Com o ambiente que se vivia em Lisboa naquele período pós-revolucionário, ainda hoje tenho alguma dificuldade em encontrar uma explicação verosímil para o facto de não ter sido arrastado pela avalanche trotskista-maóista-marxista-estalinista-leninista que varria o país de lés-a-lés. Como já meditei bastante sobre o assunto, a melhor explicação que encontrei para a minha miraculosa bem-aventurança baseia-se naquela soberba aptidão que as crianças têm para reconhecer um aldrabão à distância. Deverá ter sido graças a esta prodigiosa capacidade infantil que nunca fui enrolado pelas falinhas mansas do camarada Mário Soares, assim como também nunca caí naquela estória de que o Álvaro Cunhal tinha vindo da ú érre ésse ésse.
Já nesse tempo não era preciso ser-se muito inteligente para se depreender através da fisionomia do secretário-geral do pê cê pê que ele só podia ter vindo directamente da Roménia, mais precisamente, da Transilvânia, e era, com toda a certeza, um parente bastante próximo do Conde Drácula. Mas o pior aconteceu quanto contei esta descoberta ao meu colega de carteira que nunca perdia os desenhos animados checos do Vasco Granja. Chamou-me logo de fascista. Depois de lhe ter partido uma régua na cabeça, não perdeu tempo a denunciar-me à camarada professora.

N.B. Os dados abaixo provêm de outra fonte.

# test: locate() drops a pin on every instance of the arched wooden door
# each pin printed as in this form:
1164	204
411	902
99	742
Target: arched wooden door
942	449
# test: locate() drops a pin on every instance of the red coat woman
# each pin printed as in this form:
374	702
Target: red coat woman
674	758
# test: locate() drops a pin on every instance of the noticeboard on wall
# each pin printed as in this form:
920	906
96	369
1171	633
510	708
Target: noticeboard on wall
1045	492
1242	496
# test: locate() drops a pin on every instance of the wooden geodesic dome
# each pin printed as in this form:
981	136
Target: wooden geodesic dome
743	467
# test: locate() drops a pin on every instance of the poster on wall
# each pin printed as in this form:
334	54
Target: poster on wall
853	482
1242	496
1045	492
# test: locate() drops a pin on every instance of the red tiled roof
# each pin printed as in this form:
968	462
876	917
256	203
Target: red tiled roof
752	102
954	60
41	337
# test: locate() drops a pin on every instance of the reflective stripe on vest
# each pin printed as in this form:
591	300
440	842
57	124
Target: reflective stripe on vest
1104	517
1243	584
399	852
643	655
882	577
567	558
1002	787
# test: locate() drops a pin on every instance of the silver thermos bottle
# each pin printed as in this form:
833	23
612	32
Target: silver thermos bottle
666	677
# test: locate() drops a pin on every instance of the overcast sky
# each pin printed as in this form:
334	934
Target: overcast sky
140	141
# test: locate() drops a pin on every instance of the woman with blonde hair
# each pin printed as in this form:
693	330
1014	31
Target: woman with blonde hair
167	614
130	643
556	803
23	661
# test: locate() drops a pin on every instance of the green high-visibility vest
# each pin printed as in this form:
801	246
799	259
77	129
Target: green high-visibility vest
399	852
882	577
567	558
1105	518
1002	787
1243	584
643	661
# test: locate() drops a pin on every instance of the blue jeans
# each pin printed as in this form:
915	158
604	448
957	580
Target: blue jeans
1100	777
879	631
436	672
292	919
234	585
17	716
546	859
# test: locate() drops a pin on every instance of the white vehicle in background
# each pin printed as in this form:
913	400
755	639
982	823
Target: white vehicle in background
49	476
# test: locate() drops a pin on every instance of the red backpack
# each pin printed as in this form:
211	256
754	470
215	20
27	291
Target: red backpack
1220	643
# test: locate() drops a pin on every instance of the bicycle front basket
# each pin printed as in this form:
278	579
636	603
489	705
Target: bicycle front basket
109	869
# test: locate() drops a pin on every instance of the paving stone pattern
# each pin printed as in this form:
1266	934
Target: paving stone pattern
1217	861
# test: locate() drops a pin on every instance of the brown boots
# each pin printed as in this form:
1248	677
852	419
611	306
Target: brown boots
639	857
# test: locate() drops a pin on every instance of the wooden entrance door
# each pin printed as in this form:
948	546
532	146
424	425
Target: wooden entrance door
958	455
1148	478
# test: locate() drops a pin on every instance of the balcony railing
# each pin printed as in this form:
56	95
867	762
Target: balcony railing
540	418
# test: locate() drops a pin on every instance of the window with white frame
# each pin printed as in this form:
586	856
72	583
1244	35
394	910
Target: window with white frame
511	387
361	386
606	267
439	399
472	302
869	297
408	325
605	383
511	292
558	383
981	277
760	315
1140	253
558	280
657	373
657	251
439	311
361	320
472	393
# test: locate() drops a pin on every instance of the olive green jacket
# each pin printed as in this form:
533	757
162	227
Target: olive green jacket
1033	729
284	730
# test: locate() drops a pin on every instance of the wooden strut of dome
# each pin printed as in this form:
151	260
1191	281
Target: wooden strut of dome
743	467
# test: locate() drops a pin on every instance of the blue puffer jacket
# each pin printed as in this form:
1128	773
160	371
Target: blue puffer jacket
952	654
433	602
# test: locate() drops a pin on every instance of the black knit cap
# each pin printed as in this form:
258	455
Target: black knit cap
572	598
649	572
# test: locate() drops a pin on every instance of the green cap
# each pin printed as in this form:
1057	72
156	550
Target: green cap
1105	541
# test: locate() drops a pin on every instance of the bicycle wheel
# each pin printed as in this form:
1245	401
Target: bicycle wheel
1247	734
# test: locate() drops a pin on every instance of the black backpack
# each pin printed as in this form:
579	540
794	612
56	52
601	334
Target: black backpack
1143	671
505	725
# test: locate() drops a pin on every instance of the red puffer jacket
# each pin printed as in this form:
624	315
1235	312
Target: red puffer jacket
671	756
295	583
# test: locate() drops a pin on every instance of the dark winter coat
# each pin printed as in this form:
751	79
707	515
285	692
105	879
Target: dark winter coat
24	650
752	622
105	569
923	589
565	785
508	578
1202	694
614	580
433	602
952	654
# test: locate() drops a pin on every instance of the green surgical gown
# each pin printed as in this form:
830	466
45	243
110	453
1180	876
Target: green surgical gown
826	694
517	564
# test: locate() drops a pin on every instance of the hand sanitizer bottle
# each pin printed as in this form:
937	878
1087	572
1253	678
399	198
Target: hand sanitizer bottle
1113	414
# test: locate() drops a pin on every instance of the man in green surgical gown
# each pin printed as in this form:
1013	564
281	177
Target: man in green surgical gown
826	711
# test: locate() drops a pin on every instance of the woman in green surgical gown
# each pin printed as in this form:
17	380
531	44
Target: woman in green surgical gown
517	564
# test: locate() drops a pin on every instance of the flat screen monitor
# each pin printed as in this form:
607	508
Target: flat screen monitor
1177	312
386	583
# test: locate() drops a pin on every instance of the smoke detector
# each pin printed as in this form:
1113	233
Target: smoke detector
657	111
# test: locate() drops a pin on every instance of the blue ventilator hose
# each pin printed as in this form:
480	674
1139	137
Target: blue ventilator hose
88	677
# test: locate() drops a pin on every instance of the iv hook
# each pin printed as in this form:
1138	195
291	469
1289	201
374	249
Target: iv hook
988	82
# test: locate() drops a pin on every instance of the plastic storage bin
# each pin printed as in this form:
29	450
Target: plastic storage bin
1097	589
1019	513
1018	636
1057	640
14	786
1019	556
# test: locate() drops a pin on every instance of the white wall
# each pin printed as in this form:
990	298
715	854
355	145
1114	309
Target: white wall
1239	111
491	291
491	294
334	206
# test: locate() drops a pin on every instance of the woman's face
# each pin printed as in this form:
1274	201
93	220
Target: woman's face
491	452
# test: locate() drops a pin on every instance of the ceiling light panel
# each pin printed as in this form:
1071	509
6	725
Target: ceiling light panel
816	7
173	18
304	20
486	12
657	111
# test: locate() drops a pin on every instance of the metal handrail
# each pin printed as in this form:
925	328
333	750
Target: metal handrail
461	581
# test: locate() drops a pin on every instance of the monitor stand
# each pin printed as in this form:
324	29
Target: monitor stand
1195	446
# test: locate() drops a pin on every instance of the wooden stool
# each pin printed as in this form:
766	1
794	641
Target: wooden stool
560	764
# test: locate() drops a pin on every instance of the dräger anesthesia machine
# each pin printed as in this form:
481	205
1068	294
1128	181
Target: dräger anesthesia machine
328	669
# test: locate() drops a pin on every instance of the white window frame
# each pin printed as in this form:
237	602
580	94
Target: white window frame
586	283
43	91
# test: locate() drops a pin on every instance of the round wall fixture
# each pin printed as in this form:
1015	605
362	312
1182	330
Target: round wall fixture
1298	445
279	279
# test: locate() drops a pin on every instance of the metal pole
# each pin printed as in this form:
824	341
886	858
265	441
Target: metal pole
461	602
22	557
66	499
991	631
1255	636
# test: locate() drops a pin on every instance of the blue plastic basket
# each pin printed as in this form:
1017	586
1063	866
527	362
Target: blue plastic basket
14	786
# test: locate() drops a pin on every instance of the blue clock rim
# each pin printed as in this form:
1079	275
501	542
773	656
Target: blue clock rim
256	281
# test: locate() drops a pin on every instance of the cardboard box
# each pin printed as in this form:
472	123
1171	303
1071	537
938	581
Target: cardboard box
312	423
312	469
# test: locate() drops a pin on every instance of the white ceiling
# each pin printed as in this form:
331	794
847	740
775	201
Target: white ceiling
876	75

Sabendo de antemão que a camarada professora era comunista, temi seriamente pela minha segurança, e já imaginava o COPCON a entrar por ali dentro e a levarem-me para ser interrogado pelo camarada Otelo. Só descansei depois da camarada professora me ter chamado e procurado convencer que se os comunistas fossem de facto vampiros, nunca defenderiam um sol a brilhar para todos nós.
Para não complicar ainda mais as coisas fiz um ar bastante arrependido, igual àquele que via os pides fazer na televisão, mesmo tendo a consciência que aquilo do “sol brilhará para todos nós” não passava de mais um inteligente estratagema dos comunistas para esconder o facto de andarem mesmo a sugar o sangue das criancinhas. Felizmente que não tinha contado toda a verdade ao meu colega delator, caso contrário teria sido o meu fim. Pois nem sequer a camarada professora conseguiria arranjar uma boa desculpa para o facto do camarada Álvaro Cunhal, tal e qual um bom vampiro, dormir sempre em local incerto, e desconhecido do mais comum dos mortais.
Apesar de até àquele dia sempre que alguém me perguntava o meu partido eu nem sequer hesitar – levantava o braço esquerdo e de punho cerrado gritava, “éme érre pê pê” –, a verdade é que foi a partir daí que me apercebi que morava dentro de mim um ainda desconhecido gene direitista que, para meu próprio bem, teria de aprender a dominar.